In project 12, we stated that that we want to improve consumer satisfaction, and to achieve that we will provide them with data-driven tips and plots to make informed decisions.

We started by providing some information on wait time, timely_response, and it’s association with how the complaint was submitted (submitted_via).

Let’s continue our exploration of this dataset to provide valuable information to clients. Create a new column called day_sent_to_company that contais the day of the week the complaint was sent to the company (date_sent_to_company). To create the new data, use some of your code from project 12 that changes the format of date_sent_to_company to the correct format, pipes (%>%), and the appropriate function from lubridate.

Some students asked about whether or not you need to use the pipes (%>%). The answer is no! Of course, you are free to use them if you’d like. I think that with a little practice, it will become more natural. "Tidyverse code" tends too look a lot like:

dat %>%
    filter(...) %>%
    mutate(...) %>%
    summarize(...) %>%
    ggplot() +
    geom_point(...) +

Some people like it, some don’t. You can draw your own conclusions, but I’d give all common methods a shot to see what you prefer.

Also, try to keep using the pipes (%>%) for the entire project (again, you don’t need to, but we’d encourage you to try). Your code for question one should look something like this:

dat <- dat %>%

You may want to use the argument label form the wday function.

Items to submit
  • Code used to solve this problem.

  • Output from running the code.

Question 2

Before we continue with all of the fun, let’s do some sanity checks on the column we just created. Sanity checks are an important part any data science project, and should be performed regularly.

Use your critical thinking to perform at least two sanity checks on the new column day_sent_to_company. The idea is to take a quick look at the data from this column and check if it seems to make sense to us. Sometimes we know the exact values we should get and that helps be even more certain. Sometimes those sanity checks are not as foolproof, and are just ways to get a feel for the data and make sure nothing is looking weird right away.

Items to submit
  • Code used to solve this problem.

  • Output from running the code.

  • 1-2 sentences explaining what you used to perform sanity checks, and what are your results. Do you feel comfortable moving forward with this new column?

Question 3

Using your code from questions 1 and 2, create another new column called day_received that is the week day the complaint was received. Use sanity checks to double check that everything seems to be in order.

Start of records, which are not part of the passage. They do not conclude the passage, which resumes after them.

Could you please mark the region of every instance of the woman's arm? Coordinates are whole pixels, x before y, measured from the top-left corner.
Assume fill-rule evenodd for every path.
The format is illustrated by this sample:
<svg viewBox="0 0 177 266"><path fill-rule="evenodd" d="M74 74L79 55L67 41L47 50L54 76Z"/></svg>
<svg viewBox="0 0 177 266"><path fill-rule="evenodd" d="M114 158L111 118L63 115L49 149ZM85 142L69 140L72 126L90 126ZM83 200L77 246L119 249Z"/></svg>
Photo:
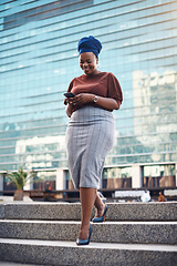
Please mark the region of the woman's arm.
<svg viewBox="0 0 177 266"><path fill-rule="evenodd" d="M70 104L73 104L75 106L94 104L95 106L103 108L108 111L119 109L121 101L117 102L115 99L112 99L112 98L96 96L97 101L94 103L95 96L96 95L90 94L90 93L81 93L72 99L67 99L67 102L70 102Z"/></svg>

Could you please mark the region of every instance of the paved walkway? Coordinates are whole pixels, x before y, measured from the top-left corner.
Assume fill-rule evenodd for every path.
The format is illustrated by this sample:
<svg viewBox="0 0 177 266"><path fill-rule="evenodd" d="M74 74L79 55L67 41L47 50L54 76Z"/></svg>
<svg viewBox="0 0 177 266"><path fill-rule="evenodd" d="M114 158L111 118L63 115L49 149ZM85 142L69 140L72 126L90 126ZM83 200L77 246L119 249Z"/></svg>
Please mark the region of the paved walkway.
<svg viewBox="0 0 177 266"><path fill-rule="evenodd" d="M37 265L37 264L20 264L20 263L11 263L11 262L1 262L0 266L46 266L46 265ZM49 265L50 266L50 265Z"/></svg>

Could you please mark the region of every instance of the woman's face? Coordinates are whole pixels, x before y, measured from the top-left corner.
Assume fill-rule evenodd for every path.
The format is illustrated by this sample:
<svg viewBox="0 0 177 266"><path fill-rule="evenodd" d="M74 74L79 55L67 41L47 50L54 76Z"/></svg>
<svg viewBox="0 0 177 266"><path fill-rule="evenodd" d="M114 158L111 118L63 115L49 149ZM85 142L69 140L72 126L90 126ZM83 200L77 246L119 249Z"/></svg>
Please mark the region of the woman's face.
<svg viewBox="0 0 177 266"><path fill-rule="evenodd" d="M97 71L97 58L93 52L85 52L80 54L80 68L86 75L91 75Z"/></svg>

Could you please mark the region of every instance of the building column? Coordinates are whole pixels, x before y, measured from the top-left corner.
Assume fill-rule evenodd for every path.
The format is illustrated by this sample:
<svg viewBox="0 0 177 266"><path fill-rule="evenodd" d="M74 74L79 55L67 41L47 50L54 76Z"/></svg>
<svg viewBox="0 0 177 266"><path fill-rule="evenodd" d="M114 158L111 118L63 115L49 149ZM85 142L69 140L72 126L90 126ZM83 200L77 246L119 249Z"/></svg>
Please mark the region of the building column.
<svg viewBox="0 0 177 266"><path fill-rule="evenodd" d="M142 166L132 166L132 188L139 188L143 186L143 171Z"/></svg>
<svg viewBox="0 0 177 266"><path fill-rule="evenodd" d="M177 186L177 163L175 164L175 181L176 181L176 186Z"/></svg>
<svg viewBox="0 0 177 266"><path fill-rule="evenodd" d="M3 191L3 174L0 174L0 191Z"/></svg>
<svg viewBox="0 0 177 266"><path fill-rule="evenodd" d="M56 191L65 190L65 172L56 170Z"/></svg>
<svg viewBox="0 0 177 266"><path fill-rule="evenodd" d="M33 190L33 180L29 180L23 187L24 191L32 191Z"/></svg>

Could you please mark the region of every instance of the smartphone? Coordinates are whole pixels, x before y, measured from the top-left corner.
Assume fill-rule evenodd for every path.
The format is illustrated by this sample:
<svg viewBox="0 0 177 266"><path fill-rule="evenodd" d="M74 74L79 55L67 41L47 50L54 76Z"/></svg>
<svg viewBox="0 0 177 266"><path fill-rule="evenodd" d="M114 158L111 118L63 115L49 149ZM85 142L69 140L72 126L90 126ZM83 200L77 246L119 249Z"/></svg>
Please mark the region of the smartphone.
<svg viewBox="0 0 177 266"><path fill-rule="evenodd" d="M66 98L73 98L73 96L75 96L75 94L72 93L72 92L66 92L66 93L64 93L64 96L66 96Z"/></svg>

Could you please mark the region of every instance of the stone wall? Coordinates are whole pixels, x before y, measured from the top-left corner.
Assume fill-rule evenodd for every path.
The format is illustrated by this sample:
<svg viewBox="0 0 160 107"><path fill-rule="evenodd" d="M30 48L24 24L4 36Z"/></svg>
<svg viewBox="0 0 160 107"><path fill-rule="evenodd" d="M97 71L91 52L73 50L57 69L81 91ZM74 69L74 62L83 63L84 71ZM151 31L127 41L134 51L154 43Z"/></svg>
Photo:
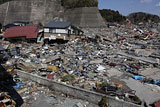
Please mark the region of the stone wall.
<svg viewBox="0 0 160 107"><path fill-rule="evenodd" d="M97 7L64 9L60 0L15 0L0 5L0 23L71 21L81 27L104 26Z"/></svg>
<svg viewBox="0 0 160 107"><path fill-rule="evenodd" d="M20 0L0 6L0 22L5 25L14 21L32 21L46 24L59 20L63 7L58 0Z"/></svg>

Let’s use these new columns and make some additional recommendations to our consumers! Using at least one of the columns day_received and day_sent_to_company with the rest of the data to see whether the consumer disputed the result (consumer_disputed), create a tip or a plot to help consumer make decisions.

Note that the column consumer_disputed is a character column, so make sure you take that into consideration. Depending on how you want to summmarize and/or present the information you may need to modify this format, or use a different function to get that information.

Items to submit
  • Code used to solve this problem.

  • Output from running the code.

  • Recommendation for consumer in form of a chart with a legend and/or tip.

Question 4

Looking at the columns we have in the dataset, come up with a question whose answer can be used to help consumers make decisions. It is ok if the answer to your question doesn’t provide the most insightful information — for instance, finding out two variables are not correlated can still be valuable information!

Use your skills to answer the question. Transform your answer to a "tip" with an accompanying plot.

Items to submit
  • Code used to solve this problem.

  • Output from running the code.

  • 1-2 sentences with your question.

  • Answer to your question.

  • Recommendation to consumer via tip and plot.